Pour comprendre le résultat de cette conduite, prenons un exemple simple. Notre devenir sur cette planète.

L’expert-comptable reçoit, à longueur de journée, des chiffres attestant que nous sommes bel et bien dans une urgence climatique. La « Grande Accélération » comme la nomme certains scientifiques :

– Le mois de mai 2020 a été le mois de mai le plus chaud en France depuis le relevé des températures.

– Extinction des espèces (il n’y aura plus de poissons en 2050 dans les Océans).

– Perte des forêts tropicales

– Acidification des océans

– Inéluctable fonte des glaces

– Apparition des premiers réfugiés climatiques…

Sur le siège, à côté, ou plutôt, dans l’autre hémisphère, le droit précisément, le pilote artiste réagit avec ses émotions. Et notamment avec une émotion qui lui permet de survivre ou tout du moins de repousser la mort : la peur. Face à tous ces chiffres, l’hémisphère droit tempère pour ne pas céder à la panique de la mort. Il se dit, en fonction, de sa propre technique de défense :

– « ce n’est pas pour tout de suite et d’ici là l’humanité aura trouvé des solutions » ou,

– « le réchauffement de la planète, tout cela c’est une foutaise, je n’ai jamais eu aussi froid cet hiver » ou,

– « de toute façon ce n’est pas en allant au travail à vélo que le monde va changer »,

– etc, etc

Depuis quelques années, lorsque les médias essaient de nous sensibiliser sur l’urgence de la situation. Les supports utilisés tentent de convaincre par l’émotion. En espérant que, cette fois-ci, les deux pilotes iront tous les deux dans la bonne direction en évitant le mur.

Malheureusement, le pauvre ours polaire, seul sur ce qui lui reste de banquise, affecte l’hémisphère droit de façon totalement partielle. Sur l’instant cela marche. Mais après quelques minutes tout redevient comme avant. Pourquoi ?

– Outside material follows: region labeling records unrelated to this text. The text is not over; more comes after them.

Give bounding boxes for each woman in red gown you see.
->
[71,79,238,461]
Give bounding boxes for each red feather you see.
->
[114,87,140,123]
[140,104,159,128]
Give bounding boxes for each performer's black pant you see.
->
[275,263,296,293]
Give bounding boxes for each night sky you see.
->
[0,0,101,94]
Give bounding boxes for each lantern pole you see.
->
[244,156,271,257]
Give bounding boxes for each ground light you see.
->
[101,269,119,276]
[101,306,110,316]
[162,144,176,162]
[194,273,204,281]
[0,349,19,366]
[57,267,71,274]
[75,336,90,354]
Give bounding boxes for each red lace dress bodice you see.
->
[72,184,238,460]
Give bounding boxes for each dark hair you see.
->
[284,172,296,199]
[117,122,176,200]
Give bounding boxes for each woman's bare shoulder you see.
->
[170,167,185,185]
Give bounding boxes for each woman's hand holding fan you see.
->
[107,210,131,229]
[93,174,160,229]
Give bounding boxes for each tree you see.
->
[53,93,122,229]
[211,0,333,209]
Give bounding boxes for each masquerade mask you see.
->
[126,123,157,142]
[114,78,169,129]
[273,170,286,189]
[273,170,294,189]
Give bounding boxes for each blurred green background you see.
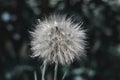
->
[0,0,120,80]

Le pilote artiste réagit durablement à une menace qui le contraint dans son devenir : la mort ! Faire un lien entre un ours polaire et sa propre fin n’engage pas l’hémisphère droit à agir ! De plus, le fait de vivre coupé de la nature dans les grandes agglomérations donne du crédit à l’hémisphère droit lorsqu’il affirme que tout cela est très loin. A la fois dans l’espace mais aussi dans le temps.

Par ailleurs, en plus du fait que ces deux pilotes se disputent le volant, il est nécessaire de rajouter un troisième larron : la motivation !

La motivation

Pour changer nos comportements quotidiens, encore faut-il en avoir suffisamment.

Seul petit problème, nos deux pilotes, les deux hémisphères du cerveau, ont associé la motivation à la valeur de la récompense.

Bon, à ce stade, vous allez peut-être me dire que vivre c’est quand même une belle récompense. Je vous l’accorde. Seul petit bémol : les neurosciences ont démontré qu’au plus la récompense est loin dans le temps, au plus la valeur diminue et au plus la motivation s’effrite.

« Loin dans le temps », cela signifie quoi pour notre cerveau ? Quelques semaines, quelques mois tout au plus une année….

Du coup, si l’on résume très simplement la situation : quelques soient les crises, notre cerveau dispose de deux pilotes pour éviter de foncer dans le mur. Le pilote de gauche, expert-comptable et le pilote de droite, artiste. L’expert-comptable comprend les chiffres et les alertes qui lui sont données. Quant au pilote droit, l’artiste, il tempère en diminuant la taille du mur car la mort n’est pas si proche que cela. Rajoutez à ce tableau peu engageant, un manque chronique de motivation et vous obtenez ce que l’humanité vit au quotidien !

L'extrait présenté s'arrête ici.